A lot of health professionals are looking into the concerning intersection of wildfire smoke exposure and Covid-19 vulnerability, too. This Oct. 27, 2020, piece in Pulmonology Advisor tackles that question: "The Potential Effects of Wildfire Smoke on COVID-19 Risk and Severity." Bottom line: staying indoors helps avoid both risks.
The Bay Area Air Quality Management District website has resources for SF Bay Area folks concerned about wildfire smoke, including an article on wildfire smoke and Covid-19.

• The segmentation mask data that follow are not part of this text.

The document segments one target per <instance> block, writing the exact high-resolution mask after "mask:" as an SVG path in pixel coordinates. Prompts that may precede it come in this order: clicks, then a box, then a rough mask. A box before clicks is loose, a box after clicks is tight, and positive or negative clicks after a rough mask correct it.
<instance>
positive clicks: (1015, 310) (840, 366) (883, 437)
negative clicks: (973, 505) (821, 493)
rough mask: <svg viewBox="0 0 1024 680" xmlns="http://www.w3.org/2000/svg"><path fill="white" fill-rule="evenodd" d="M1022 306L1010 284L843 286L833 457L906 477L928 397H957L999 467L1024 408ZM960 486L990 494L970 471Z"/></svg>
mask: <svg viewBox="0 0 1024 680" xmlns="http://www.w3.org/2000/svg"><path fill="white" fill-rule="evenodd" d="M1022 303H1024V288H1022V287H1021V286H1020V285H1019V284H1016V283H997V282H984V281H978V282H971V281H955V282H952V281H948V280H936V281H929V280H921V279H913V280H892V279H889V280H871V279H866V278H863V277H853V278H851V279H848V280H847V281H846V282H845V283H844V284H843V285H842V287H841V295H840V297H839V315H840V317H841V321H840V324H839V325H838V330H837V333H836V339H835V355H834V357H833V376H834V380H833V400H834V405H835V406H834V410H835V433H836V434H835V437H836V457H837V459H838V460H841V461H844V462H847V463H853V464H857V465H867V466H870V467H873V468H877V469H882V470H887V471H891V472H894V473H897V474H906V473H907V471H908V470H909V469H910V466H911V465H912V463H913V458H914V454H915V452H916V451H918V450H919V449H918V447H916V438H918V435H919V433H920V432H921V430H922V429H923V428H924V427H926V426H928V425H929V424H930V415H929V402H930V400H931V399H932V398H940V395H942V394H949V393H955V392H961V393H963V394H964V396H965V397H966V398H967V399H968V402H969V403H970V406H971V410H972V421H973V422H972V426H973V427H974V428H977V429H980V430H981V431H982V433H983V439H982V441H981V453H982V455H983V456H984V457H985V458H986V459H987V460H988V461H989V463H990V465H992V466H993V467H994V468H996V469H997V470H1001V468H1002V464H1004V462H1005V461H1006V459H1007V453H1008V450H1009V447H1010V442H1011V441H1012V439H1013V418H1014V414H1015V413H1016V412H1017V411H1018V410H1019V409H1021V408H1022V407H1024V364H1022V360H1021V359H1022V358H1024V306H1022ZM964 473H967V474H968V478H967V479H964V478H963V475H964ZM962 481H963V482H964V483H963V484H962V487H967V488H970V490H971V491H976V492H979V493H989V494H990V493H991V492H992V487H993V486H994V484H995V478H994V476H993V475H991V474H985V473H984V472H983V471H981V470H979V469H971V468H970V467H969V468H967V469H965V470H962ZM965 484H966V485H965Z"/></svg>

It truly was awful during the smoke events this past summer - every day I had to ask myself - do I have a sore throat from smoke or from Covid?
Viruses and permafrost
Check out this Scientific American piece from Nov. 20, 2020, "Deep Frozen Arctic Microbes Are Waking Up." The known threats are anthrax and smallpox becoming reanimated after the remains of those who died of those diseases thaw. But -- we don't really know what viruses will be reanimated.
P.S. What's going on with the Venezuelan oil tanker about to spill?
A student asked about an oil tanker sitting in the water off Venezuela, apparently about to capsize. I didn't know anything about this tanker, but poking the internet the tanker in question appears to be the Nabarima, which has been moored in the Gulf of Paria, off the east coast of Venezuela and west coast of Trinidad and Tobago. It is in a state of disrepair, and is carrying about about 1.3 million barrels of crude oil that is jointly owned by the Venezuelan state oil company (PDVSA) and an Italian oil company (Eni). U.S. sanctions on Venezuela are stopping the tanker from off-loading its oil.
In mid-October 2020 it appeared to be tilting about 25 degrees. In late October efforts to correct the tilt appeared to have helped, and experts from Trinidad and Tobago visited the tanker to confirm the condition. They said it has “absolutely no tilt” and that the vessel was “totally horizontal” per Reuters reporting on Oct. 22, 2020.
The environmental group Fishermen and Friends of the Sea are still concerned that the ship is in disrepair and poses a great risk to the Caribbean.